The Power to Pester: Why Kids Are Key to Edible Bug Acceptance

Kids will be the most effective ambassadors for the edible insect industry. If we can convince them that eating bugs is healthy, sustainable, tasty, and COOL, then they will compel their parents to make product purchases and the industry to meet demand in kind. If marketers know that kids crave these delicious critters, it bodes well for the entire edible insect industry. And what happens to kids when they stop being kids? They become insect-eating adults, influencing their future families and peers with their minds and wallets.

Although kids can be picky eaters, they are also the bravest. I remember when green ketchup hit the market back in the day and all I wanted was for my mom to pick some up so I could disgust her at the dinner table. Green ketchup did not last for long, but the point did: kids are open-minded. They have yet to be fully indoctrinated into the cultural rulebooks of “eat this, not that.” Today’s children also have a deeper concern for following environmental rules and less of a concern for following social rules. And, with their brain elasticity that would make any adult trying to learn a new video game envious, they learn quickly!

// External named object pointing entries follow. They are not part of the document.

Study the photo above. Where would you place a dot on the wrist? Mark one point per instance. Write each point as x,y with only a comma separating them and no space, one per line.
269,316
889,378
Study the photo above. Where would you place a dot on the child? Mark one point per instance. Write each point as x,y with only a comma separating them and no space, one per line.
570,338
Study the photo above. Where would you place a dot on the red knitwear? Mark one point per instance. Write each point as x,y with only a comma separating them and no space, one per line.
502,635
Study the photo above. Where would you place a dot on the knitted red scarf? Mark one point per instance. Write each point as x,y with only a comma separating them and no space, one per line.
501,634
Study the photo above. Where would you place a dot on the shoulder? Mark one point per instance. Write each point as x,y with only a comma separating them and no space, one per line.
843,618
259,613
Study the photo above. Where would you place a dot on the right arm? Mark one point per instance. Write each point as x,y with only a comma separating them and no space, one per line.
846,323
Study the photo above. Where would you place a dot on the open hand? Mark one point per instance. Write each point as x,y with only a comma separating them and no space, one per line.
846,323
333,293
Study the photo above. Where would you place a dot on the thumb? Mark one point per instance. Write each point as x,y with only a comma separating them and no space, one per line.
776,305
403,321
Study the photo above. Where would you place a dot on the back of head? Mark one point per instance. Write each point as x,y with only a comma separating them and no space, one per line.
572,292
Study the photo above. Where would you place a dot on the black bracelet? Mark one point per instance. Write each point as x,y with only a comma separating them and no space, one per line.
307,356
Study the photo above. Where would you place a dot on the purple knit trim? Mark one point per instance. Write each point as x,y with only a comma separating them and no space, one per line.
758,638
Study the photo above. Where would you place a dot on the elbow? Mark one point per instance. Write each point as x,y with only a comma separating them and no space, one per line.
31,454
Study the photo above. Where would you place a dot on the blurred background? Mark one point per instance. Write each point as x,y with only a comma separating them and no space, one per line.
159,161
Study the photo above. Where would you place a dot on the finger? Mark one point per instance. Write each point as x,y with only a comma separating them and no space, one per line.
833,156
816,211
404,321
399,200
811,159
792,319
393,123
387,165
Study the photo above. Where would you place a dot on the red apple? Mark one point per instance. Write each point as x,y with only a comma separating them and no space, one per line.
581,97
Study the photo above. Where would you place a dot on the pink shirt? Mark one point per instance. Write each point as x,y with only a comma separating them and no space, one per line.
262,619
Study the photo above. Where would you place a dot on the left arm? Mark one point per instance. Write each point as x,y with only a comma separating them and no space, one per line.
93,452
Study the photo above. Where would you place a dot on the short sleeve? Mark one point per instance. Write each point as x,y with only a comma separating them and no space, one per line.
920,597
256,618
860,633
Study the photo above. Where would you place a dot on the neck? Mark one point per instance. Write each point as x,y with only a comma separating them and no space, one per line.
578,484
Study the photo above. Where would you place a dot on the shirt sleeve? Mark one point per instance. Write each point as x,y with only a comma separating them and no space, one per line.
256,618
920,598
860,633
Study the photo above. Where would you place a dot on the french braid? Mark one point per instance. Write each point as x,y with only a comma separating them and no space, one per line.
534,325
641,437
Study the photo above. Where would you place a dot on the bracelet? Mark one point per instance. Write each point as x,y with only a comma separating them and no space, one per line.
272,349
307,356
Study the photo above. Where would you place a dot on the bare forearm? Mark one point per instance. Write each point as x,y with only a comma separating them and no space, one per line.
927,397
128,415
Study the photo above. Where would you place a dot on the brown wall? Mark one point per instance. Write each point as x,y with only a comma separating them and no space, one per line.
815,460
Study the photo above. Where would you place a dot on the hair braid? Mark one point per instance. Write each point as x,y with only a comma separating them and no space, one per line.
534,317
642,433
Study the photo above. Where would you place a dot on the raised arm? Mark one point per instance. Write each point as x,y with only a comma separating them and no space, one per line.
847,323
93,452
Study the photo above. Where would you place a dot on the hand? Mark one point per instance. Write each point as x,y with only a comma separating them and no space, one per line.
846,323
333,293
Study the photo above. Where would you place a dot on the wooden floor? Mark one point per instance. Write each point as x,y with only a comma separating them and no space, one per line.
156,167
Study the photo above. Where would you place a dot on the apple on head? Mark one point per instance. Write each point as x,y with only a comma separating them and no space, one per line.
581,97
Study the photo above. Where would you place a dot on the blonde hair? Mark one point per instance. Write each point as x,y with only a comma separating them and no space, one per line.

Kids Drive Demand – Using “Pester Power”

Sometimes referred to as “pester power,” many marketers rely on a child’s ability to pester their mom to buy the product, rather than directly targeting the mother. Today’s kids have more autonomy and decision-making power within a family than in previous generations, making them a powerful market segment.

We’ve seen many of the edible insect companies market to the health food, eco-conscious, and athletic communities—but we’re only just seeing companies like Chirps Chips redirect marketing efforts towards a younger audience. And it makes business sense.

Advertisers Eyes on Kids

According to Food Dive, advertisers spend more than $12 billion per year to reach the youth market. Children are often more susceptible to marketing and are quick to demand products that they grow to covet. In a world where children are faced with more food-like products than actual REAL food, it makes not only business but ethical sense to encourage the consumption of healthy, sustainable products. With childhood obesity on the rise, advocacy groups are concerned about the snack industry’s youth-targeted campaigns. Enter: edible insects.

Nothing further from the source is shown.